The carbon and energy efficiency of a biomanufacturing process is of crucial importance in determining its economic viability. Formate dehydrogenase has been demonstrated to be beneficial in regenerating NADH from formate produced during sugar metabolism, thereby creating energy-efficient systems. Nevertheless, introducing enzyme(s) for butyryl butyrate (BB) biosynthesis based on this system, only 1.64 g/L BB with 14.3 % carbon yield was obtained due to an imbalance in NADH-NAD+ turnover. To address the issue of NADH accumulation, a joint redox-balanced pathway for BB biosynthesis was developed in this study by coupling acetate and glucose metabolism. Following overexpression of acetyl-CoA synthetase in the BB-producing strain, acetate and glucose were co-utilized stoichiometrically and intracellular redox homeostasis was achieved. The engineered strain produced 29.02 g/L BB with carbon yield of 43.3 %, representing the highest yield ever reported for fermentative production of BB. It indicated the potential for developing a carbon- and energy-effective route for biomanufacturing.

中文翻译：

---

构建氧化还原偶联途径共代谢葡萄糖和乙酸盐，用于在大肠杆菌中高产生产丁酸丁酯


生物制造过程的碳和能源效率对于确定其经济可行性至关重要。
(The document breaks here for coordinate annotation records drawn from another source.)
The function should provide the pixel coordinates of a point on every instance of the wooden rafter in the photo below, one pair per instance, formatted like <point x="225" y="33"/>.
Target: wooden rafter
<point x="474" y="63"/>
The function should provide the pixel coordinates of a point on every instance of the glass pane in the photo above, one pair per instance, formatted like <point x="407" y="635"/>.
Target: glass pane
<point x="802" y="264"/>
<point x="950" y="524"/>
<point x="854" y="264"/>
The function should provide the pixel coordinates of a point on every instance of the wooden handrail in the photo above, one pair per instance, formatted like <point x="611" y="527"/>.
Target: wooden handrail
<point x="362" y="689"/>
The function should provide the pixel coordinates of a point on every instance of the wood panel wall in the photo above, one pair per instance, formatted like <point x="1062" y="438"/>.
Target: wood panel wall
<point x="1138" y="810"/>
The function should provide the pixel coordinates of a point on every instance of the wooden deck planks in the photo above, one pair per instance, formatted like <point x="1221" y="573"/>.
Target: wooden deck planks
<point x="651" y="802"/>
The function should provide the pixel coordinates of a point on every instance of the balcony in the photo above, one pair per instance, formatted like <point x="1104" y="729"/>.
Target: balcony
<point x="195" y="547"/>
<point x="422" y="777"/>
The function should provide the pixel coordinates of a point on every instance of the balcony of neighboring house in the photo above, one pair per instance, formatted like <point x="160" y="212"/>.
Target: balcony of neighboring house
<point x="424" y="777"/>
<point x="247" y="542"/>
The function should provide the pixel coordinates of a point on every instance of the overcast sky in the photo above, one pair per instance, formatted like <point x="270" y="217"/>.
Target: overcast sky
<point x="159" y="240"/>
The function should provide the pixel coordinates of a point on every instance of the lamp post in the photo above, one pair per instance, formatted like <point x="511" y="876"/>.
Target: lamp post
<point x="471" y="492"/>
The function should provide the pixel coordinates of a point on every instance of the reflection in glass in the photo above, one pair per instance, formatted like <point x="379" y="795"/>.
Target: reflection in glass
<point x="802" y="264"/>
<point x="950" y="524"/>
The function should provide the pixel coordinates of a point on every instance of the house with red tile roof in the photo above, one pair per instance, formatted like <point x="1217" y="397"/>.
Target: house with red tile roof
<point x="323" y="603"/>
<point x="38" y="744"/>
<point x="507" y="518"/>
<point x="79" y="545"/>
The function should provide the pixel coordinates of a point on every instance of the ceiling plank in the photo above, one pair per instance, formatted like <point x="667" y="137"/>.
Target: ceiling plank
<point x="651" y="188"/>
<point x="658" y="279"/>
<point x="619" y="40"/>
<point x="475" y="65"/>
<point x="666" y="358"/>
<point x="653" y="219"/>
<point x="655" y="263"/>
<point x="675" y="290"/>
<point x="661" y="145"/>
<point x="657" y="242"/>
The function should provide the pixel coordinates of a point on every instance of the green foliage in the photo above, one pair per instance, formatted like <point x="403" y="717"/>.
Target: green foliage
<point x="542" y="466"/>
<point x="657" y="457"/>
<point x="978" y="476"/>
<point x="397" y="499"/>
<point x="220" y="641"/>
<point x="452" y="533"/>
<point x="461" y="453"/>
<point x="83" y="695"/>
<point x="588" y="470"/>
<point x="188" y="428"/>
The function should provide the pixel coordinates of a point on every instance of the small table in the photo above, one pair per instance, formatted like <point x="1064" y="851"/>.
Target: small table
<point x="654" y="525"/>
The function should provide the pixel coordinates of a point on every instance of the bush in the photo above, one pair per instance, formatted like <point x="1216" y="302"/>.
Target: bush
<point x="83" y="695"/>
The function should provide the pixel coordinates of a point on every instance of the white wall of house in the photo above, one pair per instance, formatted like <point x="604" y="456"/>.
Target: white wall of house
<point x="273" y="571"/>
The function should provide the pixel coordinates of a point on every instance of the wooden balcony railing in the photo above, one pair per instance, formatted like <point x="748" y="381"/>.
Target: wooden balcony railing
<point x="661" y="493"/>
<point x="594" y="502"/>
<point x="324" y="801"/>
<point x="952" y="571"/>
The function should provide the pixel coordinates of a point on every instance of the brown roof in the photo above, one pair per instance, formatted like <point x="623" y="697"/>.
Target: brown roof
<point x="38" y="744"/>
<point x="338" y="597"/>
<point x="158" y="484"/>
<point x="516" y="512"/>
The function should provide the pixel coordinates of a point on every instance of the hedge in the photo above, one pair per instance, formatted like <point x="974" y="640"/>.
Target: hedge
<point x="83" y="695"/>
甲酸盐脱氢酶已被证明有利于从糖代谢过程中产生的甲酸盐中再生 NADH，从而创建节能系统。然而，基于该系统引入用于丁酰丁酸丁酯 （BB） 生物合成的酶，由于 NADH-NAD+ 周转率的不平衡，仅获得 1.64 g/L BB 和 14.3% 的碳产率。为了解决 NADH 积累的问题，本研究通过偶联乙酸盐和葡萄糖代谢开发了一种 BB 生物合成的联合氧化还原平衡途径。在产生 BB 的菌株中过表达乙酰辅酶 A 合成酶后，乙酸盐和葡萄糖在化学计量上共利用，并实现细胞内氧化还原稳态。工程菌株产生 29.02 g/L BB，碳产量为 43.3 %，代表了有史以来报告的 BB 发酵生产的最高产量。它表明了为生物制造开发碳和能源高效路线的潜力。